Hi Bright, this looks like an interesting homework assignment :-). Easy way to do this would be to extract values for the various metadata fields during indexing (ie count the words and put it into a word-count field, find a way to quantify document importance, etc). Then build different queries with different fields and weights (boosts) to represent different custom ranking algorithms. For the recall and precision, you will need to decide for a set of queries (say 30-50), the documents that should be returned for the query - this is your gold set. For each query then, compute precision as the number of matches between your result and the gold set and recall as the number of results that showed up divided by the total number of results for that query in the gold set. For the score breakdown, you should consider using the explain plan. I am assuming you are using Lucene or Lucene based search tools. Also, if you are feeling adventurous, check out function queries - gives you more control but its slow, so you should prefer baking in metadata to using function queries if possible.

Unknown said...

Dear sir,

thank you for your post its really very good ..
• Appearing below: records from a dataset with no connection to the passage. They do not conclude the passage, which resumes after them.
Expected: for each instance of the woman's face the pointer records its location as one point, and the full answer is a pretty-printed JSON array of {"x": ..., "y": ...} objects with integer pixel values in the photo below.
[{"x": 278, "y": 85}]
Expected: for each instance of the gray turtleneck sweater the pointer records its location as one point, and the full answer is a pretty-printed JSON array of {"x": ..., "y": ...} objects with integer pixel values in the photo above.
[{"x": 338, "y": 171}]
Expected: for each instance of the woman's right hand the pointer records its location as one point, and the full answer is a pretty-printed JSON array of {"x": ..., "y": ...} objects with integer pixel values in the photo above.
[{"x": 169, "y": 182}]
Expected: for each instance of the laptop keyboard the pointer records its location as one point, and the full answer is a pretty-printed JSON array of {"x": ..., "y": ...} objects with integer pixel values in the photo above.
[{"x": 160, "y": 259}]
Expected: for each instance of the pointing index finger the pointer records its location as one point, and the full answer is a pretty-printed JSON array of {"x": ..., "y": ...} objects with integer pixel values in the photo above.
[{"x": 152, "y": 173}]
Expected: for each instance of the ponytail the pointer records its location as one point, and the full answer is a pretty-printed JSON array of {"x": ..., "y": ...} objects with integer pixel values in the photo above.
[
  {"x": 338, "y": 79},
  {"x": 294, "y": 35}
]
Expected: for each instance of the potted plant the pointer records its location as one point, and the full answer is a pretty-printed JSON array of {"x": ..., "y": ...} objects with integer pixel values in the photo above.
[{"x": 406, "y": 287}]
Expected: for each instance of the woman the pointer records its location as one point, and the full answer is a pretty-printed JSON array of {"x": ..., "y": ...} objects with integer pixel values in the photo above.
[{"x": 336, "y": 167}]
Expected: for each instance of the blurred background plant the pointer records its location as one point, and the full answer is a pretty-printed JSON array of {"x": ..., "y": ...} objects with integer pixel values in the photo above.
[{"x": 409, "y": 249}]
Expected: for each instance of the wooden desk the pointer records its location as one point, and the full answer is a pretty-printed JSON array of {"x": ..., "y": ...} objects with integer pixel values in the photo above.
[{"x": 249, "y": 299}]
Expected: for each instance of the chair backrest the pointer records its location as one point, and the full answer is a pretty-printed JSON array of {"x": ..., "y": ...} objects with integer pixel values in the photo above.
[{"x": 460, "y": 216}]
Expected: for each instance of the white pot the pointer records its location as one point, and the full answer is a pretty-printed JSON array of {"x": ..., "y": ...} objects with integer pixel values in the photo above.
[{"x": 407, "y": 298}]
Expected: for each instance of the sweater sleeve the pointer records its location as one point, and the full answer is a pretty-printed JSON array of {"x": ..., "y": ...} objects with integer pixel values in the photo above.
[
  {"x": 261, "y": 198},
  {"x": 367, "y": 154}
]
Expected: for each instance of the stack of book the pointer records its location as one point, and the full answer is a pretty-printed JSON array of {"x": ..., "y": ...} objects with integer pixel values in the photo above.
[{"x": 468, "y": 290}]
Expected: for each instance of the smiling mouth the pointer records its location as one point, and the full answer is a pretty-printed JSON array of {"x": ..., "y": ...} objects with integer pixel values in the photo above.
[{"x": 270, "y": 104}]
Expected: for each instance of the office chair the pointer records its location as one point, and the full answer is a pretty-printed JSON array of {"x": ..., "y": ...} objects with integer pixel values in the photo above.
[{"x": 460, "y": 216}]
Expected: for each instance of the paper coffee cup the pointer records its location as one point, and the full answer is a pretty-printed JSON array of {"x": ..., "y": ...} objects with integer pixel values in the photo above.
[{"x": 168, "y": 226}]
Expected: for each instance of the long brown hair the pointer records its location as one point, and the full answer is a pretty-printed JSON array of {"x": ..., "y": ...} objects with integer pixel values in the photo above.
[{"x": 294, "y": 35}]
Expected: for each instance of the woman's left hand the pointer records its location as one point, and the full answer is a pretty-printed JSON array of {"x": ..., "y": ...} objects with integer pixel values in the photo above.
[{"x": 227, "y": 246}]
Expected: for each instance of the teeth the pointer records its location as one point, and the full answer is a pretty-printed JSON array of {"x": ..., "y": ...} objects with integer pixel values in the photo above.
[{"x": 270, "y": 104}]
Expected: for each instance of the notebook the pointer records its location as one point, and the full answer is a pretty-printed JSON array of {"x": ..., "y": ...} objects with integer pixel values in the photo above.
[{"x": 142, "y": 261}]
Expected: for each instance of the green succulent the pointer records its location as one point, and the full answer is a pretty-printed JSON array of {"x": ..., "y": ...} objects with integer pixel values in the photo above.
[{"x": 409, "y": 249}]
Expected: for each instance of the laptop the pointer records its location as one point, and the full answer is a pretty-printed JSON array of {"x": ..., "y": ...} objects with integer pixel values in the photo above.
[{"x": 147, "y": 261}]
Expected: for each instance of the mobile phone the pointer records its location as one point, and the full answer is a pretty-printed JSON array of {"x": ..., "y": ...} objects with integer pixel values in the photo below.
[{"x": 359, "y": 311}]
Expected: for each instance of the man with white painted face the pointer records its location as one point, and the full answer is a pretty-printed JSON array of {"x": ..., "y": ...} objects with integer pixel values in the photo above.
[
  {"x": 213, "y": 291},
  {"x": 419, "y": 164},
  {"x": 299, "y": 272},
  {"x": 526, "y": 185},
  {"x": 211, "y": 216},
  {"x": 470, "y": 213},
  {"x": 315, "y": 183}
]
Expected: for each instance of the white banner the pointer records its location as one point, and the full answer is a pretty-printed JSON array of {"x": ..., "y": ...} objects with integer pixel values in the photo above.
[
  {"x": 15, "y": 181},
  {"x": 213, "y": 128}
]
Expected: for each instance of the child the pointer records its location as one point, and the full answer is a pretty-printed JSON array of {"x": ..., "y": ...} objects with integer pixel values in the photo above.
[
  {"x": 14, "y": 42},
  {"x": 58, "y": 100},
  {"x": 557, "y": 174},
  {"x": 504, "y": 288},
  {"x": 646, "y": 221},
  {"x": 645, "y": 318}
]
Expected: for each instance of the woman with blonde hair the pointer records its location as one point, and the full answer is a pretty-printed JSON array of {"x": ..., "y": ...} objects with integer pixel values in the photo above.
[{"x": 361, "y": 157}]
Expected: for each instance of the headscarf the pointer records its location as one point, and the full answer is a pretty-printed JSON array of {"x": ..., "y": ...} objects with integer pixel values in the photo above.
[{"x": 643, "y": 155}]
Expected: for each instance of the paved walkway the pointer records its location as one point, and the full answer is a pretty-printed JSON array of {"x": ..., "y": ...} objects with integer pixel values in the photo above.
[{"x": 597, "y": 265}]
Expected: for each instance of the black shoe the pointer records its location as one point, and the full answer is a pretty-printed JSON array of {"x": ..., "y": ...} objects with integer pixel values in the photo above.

i'm interesting to apply LSA for finding similar documents, as follow :

when large documents represented is a VSM (vector space model) then every row represent doc-name, columns are unique words and entries are TF-IDF values then my problem start from here

when applying LSA for dimension reduction, there are three matrices will produces, i will interest to applying clustering algorithm on the appropirate matrix will find similar documents as groups (clusters) so which matrix it will suit for that , thanks

i'm looking for explanatin of how to apply that ?

Sujit Pal said...

Thanks for the kind words Ahmed. If you are doing SVD decomposition, then the document-term matrix gets split up into a document (U), singular (S) and term (V.T) matrices. Assume your original matrix M was of size (50, 5000) (50 docs x 5000 terms), the sizes of U, S and V.T will be (50,5000), (5000,5000) and (5000, 5000). For clustering, I think you will have to reconstruct the matrix using a smaller S (and corresponding cuts on U cols and V.T rows), then compute M.T * M to get the document cooccurrence matrix by term.